A simple tool for identifying de novo variants from a VCF/BCF file.
git clone git://github.com/DonFreed/find_denovo.git
cd find_denovo
make HTSDIR=/path/to/htslib/
find_denovo [options] [-O <v|z|b|u>] [-i <in.vcf|in.vcf.gz|in.bcf>] -p in.ped [-o <out.vcf|out.vcf.gz|out.bcf>]
Options:
-c INT Minimum number of reads in all trio members [20]
-a INT Minimum number of reads supporting the alternate allele [3]
-t INT Minimum phred-scaled confidence for the parental genotype [20]

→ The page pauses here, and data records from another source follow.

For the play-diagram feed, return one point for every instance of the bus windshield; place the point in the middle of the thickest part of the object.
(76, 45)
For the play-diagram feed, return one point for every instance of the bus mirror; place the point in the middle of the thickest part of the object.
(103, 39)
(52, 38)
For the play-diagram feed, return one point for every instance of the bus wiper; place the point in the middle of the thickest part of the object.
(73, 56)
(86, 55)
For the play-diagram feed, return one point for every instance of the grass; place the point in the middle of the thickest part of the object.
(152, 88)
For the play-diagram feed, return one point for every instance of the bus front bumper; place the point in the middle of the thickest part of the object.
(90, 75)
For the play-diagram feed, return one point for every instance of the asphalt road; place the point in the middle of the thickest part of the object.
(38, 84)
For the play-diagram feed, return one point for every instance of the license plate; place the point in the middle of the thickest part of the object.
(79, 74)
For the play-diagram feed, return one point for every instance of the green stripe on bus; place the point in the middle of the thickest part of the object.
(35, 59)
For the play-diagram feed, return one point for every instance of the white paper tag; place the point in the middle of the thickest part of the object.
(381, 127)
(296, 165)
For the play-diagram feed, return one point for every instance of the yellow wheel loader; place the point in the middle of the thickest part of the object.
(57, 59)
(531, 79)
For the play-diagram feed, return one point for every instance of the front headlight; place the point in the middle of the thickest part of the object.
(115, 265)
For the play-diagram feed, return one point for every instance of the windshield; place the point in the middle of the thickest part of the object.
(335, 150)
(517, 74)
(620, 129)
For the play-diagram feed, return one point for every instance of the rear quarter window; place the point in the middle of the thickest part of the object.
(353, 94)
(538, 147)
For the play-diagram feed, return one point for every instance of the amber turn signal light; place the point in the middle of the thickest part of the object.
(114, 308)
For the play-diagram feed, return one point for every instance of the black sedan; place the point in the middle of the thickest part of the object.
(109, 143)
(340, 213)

-s INT Minimum phred-scaled confidence for the child's genotype [20]
-l INT zlib compression level for the output VCF/BCF [7]
-i FILE The input file [stdin]
-p FILE The input PED file
-o FILE The output file [stdout]
-d FILE Output abbreviated information on the identified de novo variants (recommended for large inputs)
-O <v|z|b|u> v: VCF, z: bgzip compressed VCF, b: BCF, u: uncompressed BCF [v]
-n INT The maximum number of non-sibling individuals with the allele for a de novo call [2]
-x INT number of extra compression/decompression threads [0]
-h Print this help information
find_denovo
should work well for all samples regardless of ploidy. For diploid samples, the GATK's Genotype Refinement Pipeline may be more accurate.